Filippo Lippi, Coronación de la Virgen, 1441
 


Jan van Eyck, The Ghent Altarpiece, Virgin Mary, detail - la Reina del cielo - die Königin des Himmels
 


Raffael, Die Kroenung der Jungfrau Maria, Altarretabel,1502–1504
 
 


Albrecht Dürer, Martyerdom of the Ten Thousand, 1508, detail, Kunsthistorisches Museum, Vienna

Die Zehntausend Märtyrer am Berg Ararat, getötet vom persischen König Saporat im Auftrag der römischen Herrscher Hadrian und Antonius. Dürer hat die Orientalen als Türken dargestellt, da zu seiner Zeit die Türken mehr und mehr eine Bedrohung für Europa darstellten. Seit der Einnahme Konstantinopels 1453 durch Sultan Mehmed II. Fatih (1431-1481) war die osmanische Flotte die bestimmende Macht im Mittelmeer geworden. Sie bot Spanien kräftig Paroli, auch mit Hilfe jener muslimischen Vasallen, die nach den Eroberungszügen unter Sultan Selim und seinem Nachfolger Suleyman dem Prächtigen nach 1517 in Nordafrika der Hohen Pforte dienten.
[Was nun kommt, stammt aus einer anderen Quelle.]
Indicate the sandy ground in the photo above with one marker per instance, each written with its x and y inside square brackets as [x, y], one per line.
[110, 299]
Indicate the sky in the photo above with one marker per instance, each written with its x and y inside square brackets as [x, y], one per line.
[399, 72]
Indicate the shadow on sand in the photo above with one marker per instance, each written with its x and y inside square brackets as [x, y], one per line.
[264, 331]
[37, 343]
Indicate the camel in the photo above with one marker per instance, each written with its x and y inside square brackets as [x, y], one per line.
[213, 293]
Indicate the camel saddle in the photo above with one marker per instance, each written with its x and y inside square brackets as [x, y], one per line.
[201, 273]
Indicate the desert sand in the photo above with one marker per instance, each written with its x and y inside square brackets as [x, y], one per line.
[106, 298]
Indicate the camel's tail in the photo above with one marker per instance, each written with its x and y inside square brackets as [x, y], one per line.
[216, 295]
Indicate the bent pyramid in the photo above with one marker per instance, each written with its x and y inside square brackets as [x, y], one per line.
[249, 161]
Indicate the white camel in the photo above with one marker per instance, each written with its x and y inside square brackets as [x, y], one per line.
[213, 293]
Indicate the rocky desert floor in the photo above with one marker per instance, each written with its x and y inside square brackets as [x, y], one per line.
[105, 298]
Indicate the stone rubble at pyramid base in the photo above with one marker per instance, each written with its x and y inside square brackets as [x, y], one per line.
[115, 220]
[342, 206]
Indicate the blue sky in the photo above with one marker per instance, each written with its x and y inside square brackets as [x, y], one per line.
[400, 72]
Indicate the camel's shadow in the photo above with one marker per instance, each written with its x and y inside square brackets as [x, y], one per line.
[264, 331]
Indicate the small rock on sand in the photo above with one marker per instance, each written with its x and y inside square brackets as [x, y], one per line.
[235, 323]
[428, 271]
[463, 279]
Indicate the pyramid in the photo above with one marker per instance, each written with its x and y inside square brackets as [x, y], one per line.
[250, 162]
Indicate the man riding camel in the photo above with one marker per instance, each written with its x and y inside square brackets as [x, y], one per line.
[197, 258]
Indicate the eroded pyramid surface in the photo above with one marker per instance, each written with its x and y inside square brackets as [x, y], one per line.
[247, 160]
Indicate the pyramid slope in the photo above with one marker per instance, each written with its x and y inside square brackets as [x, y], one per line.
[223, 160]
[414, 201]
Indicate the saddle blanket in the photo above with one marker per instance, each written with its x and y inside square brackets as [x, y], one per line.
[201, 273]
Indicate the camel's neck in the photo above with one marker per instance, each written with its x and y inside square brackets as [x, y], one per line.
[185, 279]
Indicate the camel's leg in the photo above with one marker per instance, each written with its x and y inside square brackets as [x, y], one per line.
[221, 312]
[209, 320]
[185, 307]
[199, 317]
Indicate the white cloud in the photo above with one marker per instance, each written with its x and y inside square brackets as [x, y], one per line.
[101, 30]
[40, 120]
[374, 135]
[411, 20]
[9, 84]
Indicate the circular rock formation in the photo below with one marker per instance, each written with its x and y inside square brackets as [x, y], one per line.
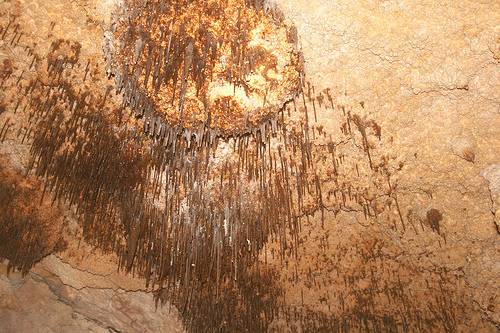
[225, 65]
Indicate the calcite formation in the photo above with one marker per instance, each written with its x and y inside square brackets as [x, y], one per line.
[224, 65]
[248, 166]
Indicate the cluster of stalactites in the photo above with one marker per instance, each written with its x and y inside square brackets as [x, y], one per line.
[149, 56]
Maler wie Dürer und Schriftsteller wie Lope de Vega nahmen die Türken fortan aufs Korn und verewigten sie als grausame und lächerliche Figuren in ihren Werken. In Lope de Vegas Komödien wird Suleiman der Prächtige entweder als Hund betitelt (La santa Liga) oder lächerlich gemacht (LA BUENA GUARDA); hier wird der türkische Sultan Suleiman der Prächtige als Affe auf Kokain vor dem Spiegel beschrieben: "indem er seinen Mund öffnet, macht er drei oder vier Gesten, sehr verrückt und verzerrt wie ein Affe auf Kokain; und mit einem Zahntuch pflegt er seine Schwerter, ... Und danach legt er oben zwei Schichten Suleiman ("capas de solimán"), so dass auch die Blinden ihn sehen können... und er verbringt auf seinem Kopf weitere zwei Stunden, Weben von Krawatten, in denen zusammenfällt Unwissenheit und Einfachheit; und auf beiden Seiten wird er beraten, und zwar so ordentlich, dass der Spiegel gähnt vor Müdigkeit; wenn dann das Kleid kommt, und obendrein setzt er die Mitgift auf, auch wenn sich die Stadt aufregt und der Mann nicht fröhlich ist; wenn er dann mit dem Gold seine Brust zeigt wie eine Küchenanrichte und dann der veannte Geruch herauskommt, so dass er aussiet wie "el pabellón de Holofernes" (der Pavillon des Holofernes). Zwei Frauen werden gewarnt, sie sollten nicht so viel Zeit vor dem Spiegel verbringen wie Suleimann der Prächtige sonst hätten sie keine Zeit für die Messe, was ihnen die ewige Fürsorge kosten könnte, so dass sie wie Suleiman in der Hölle landen." Vgl. Kurse Nr. 589 Albrecht Dürer, Nr. 637 Lope de Vega I, Nr. 641 Lope de Vega III, Ib.
 
 
 


Italienischer Meister von 1580, osmanisch-türkischer Pirat bzw. Korsar "barba roja" (Barbarossa)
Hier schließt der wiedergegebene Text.